I am just starting to set up a little book tour for Thai Die when it comes out in December. So far just two places locally and then The Mystery Bookstore in Omaha. Love that shop – and Kate takes her visiting authors out to dinner to a Bohemian restaurant just up the street. She has a "Stitch and Bitch" group that meets in the shop, and they’ll be in session the day I get there, December 13. Always fun, I’ll have to remember to bring a project along. If anyone has a suggestion for a place to stop along the way, or not too far out of it, let me know. And pray for good weather!

5 comments:

Camille Minichino said...

I think you're having WAY too much fun, Monica! But I'm sure you'll eventually use it all for research for the next book.

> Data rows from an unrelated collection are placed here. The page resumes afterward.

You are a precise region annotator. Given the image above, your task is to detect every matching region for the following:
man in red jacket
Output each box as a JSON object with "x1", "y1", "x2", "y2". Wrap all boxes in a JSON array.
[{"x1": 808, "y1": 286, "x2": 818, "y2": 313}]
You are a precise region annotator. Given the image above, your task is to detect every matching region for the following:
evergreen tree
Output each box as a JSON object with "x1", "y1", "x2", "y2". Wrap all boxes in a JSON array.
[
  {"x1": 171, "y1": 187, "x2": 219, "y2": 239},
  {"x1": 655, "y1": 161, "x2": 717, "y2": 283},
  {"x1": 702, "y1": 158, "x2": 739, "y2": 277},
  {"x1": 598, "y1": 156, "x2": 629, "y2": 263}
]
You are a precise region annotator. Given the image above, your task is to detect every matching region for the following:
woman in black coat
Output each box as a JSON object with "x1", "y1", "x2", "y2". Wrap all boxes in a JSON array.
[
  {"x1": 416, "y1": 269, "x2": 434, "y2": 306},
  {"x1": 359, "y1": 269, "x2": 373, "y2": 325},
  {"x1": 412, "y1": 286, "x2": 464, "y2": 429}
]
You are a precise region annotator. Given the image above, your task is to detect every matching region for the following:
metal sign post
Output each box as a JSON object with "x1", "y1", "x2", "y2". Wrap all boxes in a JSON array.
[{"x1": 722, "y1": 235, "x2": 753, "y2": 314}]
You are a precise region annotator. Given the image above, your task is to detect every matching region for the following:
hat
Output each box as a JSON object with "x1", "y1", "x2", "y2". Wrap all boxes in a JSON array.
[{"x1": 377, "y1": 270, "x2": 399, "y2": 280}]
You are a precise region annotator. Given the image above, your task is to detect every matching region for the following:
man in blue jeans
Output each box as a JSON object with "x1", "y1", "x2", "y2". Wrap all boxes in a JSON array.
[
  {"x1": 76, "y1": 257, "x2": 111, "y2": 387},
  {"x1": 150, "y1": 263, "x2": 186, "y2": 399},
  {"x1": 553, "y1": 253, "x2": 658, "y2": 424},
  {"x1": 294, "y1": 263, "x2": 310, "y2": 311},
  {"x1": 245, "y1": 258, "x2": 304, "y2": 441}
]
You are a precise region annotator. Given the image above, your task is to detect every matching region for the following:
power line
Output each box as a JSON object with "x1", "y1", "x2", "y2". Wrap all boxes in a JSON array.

Love the "Stitch and Bitch" ... makes me want to join that group.

Monica Ferris said...

It would be fun to write a wild and wacky mystery with the Saints as a background . . . hmmmmmmmmm

Linda O. Johnston said...

Hey, Monica, I'm especially interested in that ball boy who's not a boy, but a female pig! As I learned for my upcoming Kendra Ballantyne, Pet-Sitter mystery NEVER SAY STY, pigs are pretty smart. Does the growing pig actually fetch balls? And dare I ask what happens to her when the season is over?
--Linda

Monica Ferris said...

I've never seen the pig fetch balls -- but would you want to play with a ball a pig had had a chance to gnaw on? She just carries the balls in a pouch out to the pitcher. And once in awhile she'll slip her lead and go racing around the ballfield, enjoying the chase after her as much as the crowd. I'm aware that pigs are smart; I've heard they are as smart or smarter than dogs. I don't know what happens to the pig after the end of the season. All I know is that in the spring, it's a new baby pig in the tutu.

Betty Hechtman said...

I loved your description of the ballgame. It sounds like much more fun than the big leagues. The ice cream social sounded great, too. It reminded me of when I was a kid and we spent time in the summer in a small town in Indiana.